La mia vita privata non è cambiata tantissimo, in relazione soprattutto al mio lavoro da infermiera. Non ho mai sperimentato la vera vita da quarantena, il dover stare tutto il giorno chiusa in casa, non ho vissuto lo stress delle persone che si sono ritrovate senza lavoro o in Smart Working etc. Alcune parti della vita giornaliera si sono dovute naturalmente adattare ma questo non mi è pesato particolarmente. La prima fase della pandemia l’ho vissuta abbastanza serena, sino a quando non è scoppiata la crisi in Italia. Da quel momento sono aumentate le pressioni, l’ansia, le paure. Qua in Olanda non si parlava altro che della situazione italiana, tutti mi chiedevano come stessero i miei cari. La gravità del Coronavirus è stata presa sottogamba dall’Olanda: sembrava un virus presente solo in Italia e in Cina ma in realtà era anche in mezzo a noi. Fino al 1 Dicembre 2020 qua si girava tranquillamente senza mascherina, non essendo obbligatoria. 

 

Oltre al lavoro, a cosa ti dedichi nel tempo libero?

 

Prima della pandemia, quando avevo dei giorni liberi di seguito, amavo prendere un treno e farmi dei mini viaggi in giro per l’Olanda. Adesso, a causa delle restrizioni negli spostamenti, utilizzo il mezzo di trasporto olandese più famoso in assoluto: la bicicletta. Se il tempo lo permette, faccio dei giri enormi in bici che mi permettono di scoprire sempre qualcosa di nuovo e che mi alleggeriscono la mente. Poi passo del tempo in casa a guardare film, a stare con gli amici, a leggere.

 

Ti manca la Sardegna? 

La mentalità, le differenze culturali, le forti credenze, gli stili di vita, la quotidianità: questi sono aspetti con cui ti scontri/confronti ogni giorno e che ti portano a chiederti se tutto questo sia adatto a te. Io ancora la risposta non ce l’ho. Sono consapevole che non mi adatterò mai a tutto, ma ci sono tantissime opportunità qui in Olanda a cui, per ora, non posso proprio rinunciare. 
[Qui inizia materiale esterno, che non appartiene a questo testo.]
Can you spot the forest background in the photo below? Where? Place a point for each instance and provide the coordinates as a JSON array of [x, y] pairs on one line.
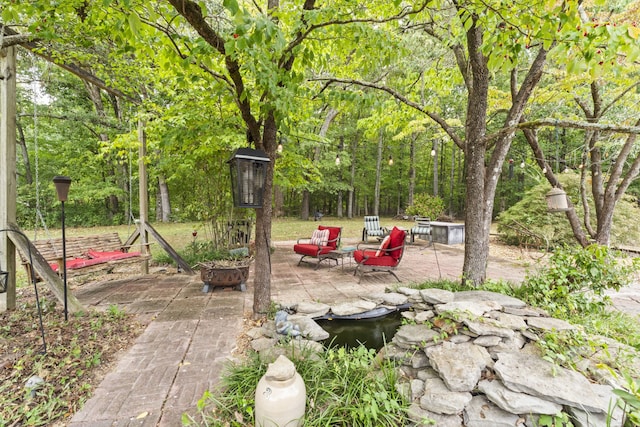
[[361, 106]]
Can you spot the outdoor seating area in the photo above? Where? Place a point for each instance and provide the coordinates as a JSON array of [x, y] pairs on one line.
[[319, 246], [384, 258], [372, 228]]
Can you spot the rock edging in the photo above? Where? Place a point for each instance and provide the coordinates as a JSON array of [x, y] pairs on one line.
[[470, 359]]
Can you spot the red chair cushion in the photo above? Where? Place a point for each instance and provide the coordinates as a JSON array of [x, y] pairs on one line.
[[311, 250], [334, 232], [384, 245], [397, 239], [320, 237], [78, 263], [380, 261]]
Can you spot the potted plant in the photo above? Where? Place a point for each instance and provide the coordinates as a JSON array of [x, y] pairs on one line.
[[223, 260]]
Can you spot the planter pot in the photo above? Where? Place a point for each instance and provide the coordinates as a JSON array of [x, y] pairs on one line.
[[214, 274]]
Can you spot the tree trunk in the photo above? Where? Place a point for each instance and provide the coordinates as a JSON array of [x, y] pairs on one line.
[[278, 201], [28, 177], [412, 169], [165, 201], [477, 235], [262, 270], [376, 193], [304, 208]]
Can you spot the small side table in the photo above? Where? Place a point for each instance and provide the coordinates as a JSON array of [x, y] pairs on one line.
[[340, 254]]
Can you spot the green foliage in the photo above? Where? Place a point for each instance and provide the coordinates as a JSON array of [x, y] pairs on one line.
[[198, 252], [426, 206], [630, 401], [558, 420], [576, 279], [528, 221], [344, 387]]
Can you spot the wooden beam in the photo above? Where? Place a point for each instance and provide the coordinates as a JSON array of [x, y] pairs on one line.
[[8, 168], [41, 266]]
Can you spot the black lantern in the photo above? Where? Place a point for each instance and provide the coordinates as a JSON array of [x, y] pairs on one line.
[[4, 277], [248, 173], [62, 184]]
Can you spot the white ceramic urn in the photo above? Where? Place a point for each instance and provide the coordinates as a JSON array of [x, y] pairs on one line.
[[280, 396]]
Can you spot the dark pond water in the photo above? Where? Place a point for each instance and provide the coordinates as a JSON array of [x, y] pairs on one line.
[[372, 333]]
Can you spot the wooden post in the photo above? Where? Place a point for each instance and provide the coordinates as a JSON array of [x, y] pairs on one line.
[[8, 168], [143, 194]]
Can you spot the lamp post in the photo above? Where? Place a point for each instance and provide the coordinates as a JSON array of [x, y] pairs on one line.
[[62, 184]]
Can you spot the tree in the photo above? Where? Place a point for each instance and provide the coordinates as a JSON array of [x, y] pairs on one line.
[[493, 43]]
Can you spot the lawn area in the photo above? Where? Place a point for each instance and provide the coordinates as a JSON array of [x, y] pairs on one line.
[[179, 235]]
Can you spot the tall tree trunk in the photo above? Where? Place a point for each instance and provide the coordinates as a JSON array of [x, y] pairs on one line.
[[112, 202], [481, 181], [412, 169], [262, 270], [165, 201], [376, 193], [352, 177], [28, 177], [304, 208]]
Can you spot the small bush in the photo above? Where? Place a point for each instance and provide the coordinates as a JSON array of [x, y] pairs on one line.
[[576, 279], [344, 387], [426, 206], [528, 221]]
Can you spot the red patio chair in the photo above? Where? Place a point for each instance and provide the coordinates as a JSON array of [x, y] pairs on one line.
[[385, 257], [324, 240]]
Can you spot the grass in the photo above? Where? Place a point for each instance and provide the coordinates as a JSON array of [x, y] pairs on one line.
[[180, 235]]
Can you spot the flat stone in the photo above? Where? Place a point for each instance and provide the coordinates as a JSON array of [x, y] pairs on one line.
[[439, 399], [525, 311], [409, 336], [423, 418], [308, 327], [487, 341], [410, 292], [394, 298], [353, 307], [482, 413], [478, 296], [516, 402], [459, 365], [488, 327], [424, 316], [312, 308], [476, 308], [436, 296], [510, 321], [549, 324], [417, 389], [263, 343], [537, 377]]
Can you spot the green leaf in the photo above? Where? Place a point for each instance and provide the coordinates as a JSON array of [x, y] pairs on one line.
[[134, 23], [231, 6]]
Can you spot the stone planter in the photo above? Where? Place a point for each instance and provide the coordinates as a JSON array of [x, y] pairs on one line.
[[224, 274]]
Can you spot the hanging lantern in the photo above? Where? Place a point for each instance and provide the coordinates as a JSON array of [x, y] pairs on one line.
[[557, 200], [248, 172], [4, 277]]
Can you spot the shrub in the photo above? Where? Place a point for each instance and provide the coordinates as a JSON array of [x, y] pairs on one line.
[[576, 279], [528, 220], [426, 206]]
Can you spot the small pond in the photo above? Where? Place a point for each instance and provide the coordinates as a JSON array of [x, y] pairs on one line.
[[373, 333]]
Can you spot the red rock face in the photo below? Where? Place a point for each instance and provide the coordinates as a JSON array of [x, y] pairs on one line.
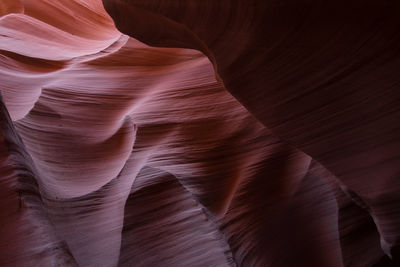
[[199, 133]]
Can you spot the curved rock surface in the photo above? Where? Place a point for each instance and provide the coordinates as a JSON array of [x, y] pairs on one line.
[[199, 133]]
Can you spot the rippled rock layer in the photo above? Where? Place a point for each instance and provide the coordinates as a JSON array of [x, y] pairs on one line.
[[200, 133]]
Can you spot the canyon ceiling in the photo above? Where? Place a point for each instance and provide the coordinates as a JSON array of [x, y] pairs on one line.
[[200, 133]]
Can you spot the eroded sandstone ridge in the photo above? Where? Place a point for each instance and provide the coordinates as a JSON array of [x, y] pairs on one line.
[[199, 133]]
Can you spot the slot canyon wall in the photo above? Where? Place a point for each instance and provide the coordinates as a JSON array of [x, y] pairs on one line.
[[200, 133]]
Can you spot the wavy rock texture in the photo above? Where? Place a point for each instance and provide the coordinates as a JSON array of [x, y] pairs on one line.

Mi manca la Sardegna, mi manca lo stile di vita italiano e soprattutto mi manca la mia famiglia. Niente potrà mai ripagare il tempo che trascorro lontano dai miei cari. Non vedere i miei genitori raggiungere nuovi traguardi, mia sorella Roberta affacciarsi al mondo dei grandi, mia sorella Francesca nel ruolo di giovane mamma, le mie adorate nipoti crescere, mia nonna con qualche ruga e dimenticanza in più. Mi mancano tutti.